AutoActions
The AutoActions automate the monitoring of your compute cluster by allowing you to define complex, actionable policies for different cluster metrics. You can set the AutoAction policy to generate alerts for Databricks clusters and the job runs that exceed the cost and duration threshold.
For example, you can use an AutoAction to:
Apps: Notify you about a situation that requires manual intervention, such as resource contention or stuck jobs.
Clusters: Monitor Databricks clusters based on cost and duration.
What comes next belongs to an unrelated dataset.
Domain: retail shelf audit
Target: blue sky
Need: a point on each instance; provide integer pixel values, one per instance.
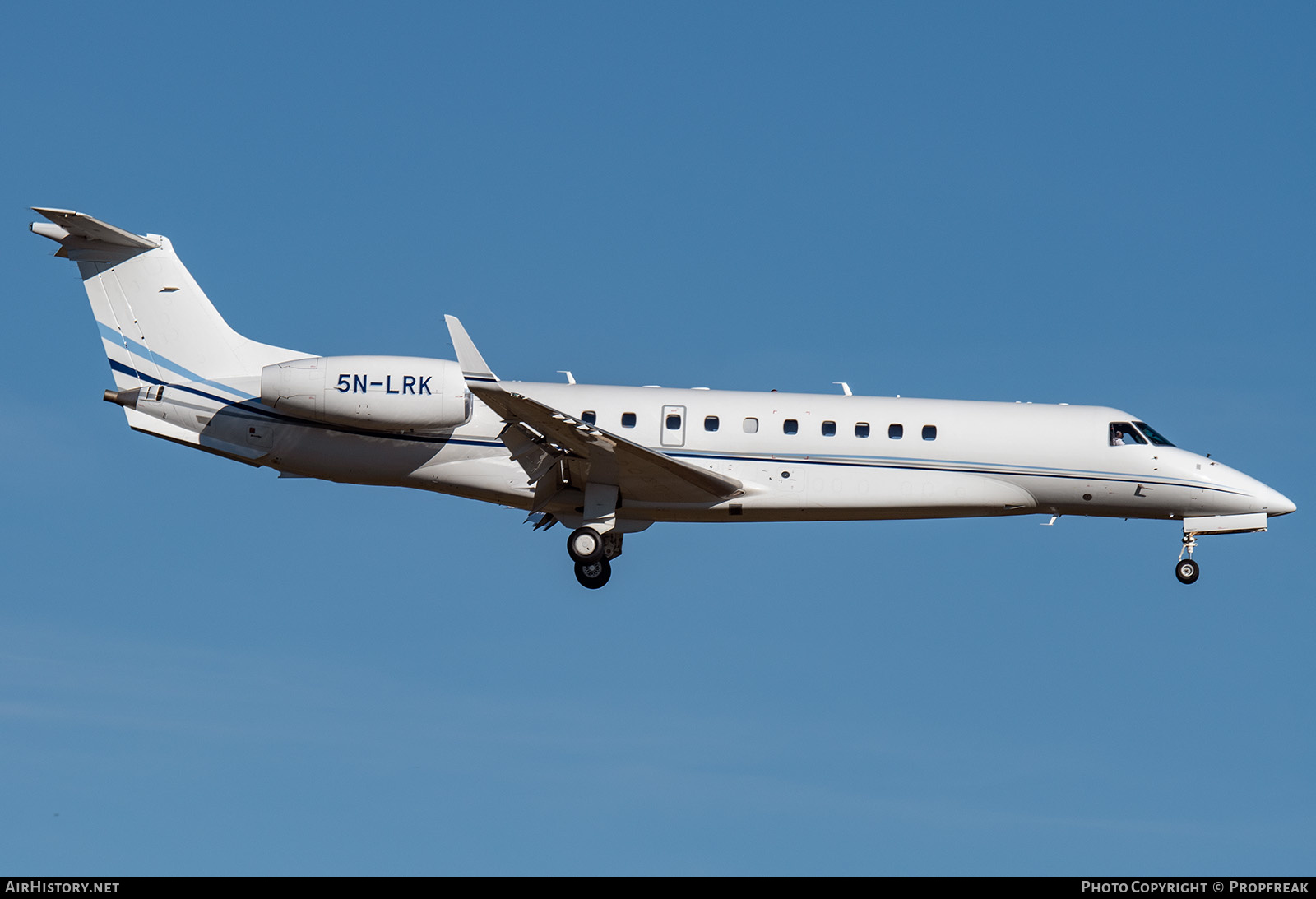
(208, 670)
Consider a scenario where the DevOps monitors clusters. The Unravel server processes AutoActions by:
Collecting various metrics from the cluster
Aggregating the metrics according to user-defined triggers (rule) and scope
Detecting violations
Executing the defined actions for each rule violation. Each rule consists of the:
Trigger Conditions are the settings that determine when an AutoAction is violated.
For example, jobs running for more than X hours or clusters costing more than $X.
Scope Define refinements to various scopes.
For example, the app is owned by User X on Workspace Y.
Actions Define the automated actions when user-defined trigger conditions are met. For example, email User X when the trigger conditions are met.
DevOps can quickly take action to control costs by terminating the cluster if necessary. Using Unravel to detect and send alerts allows for real-time monitoring and cost management.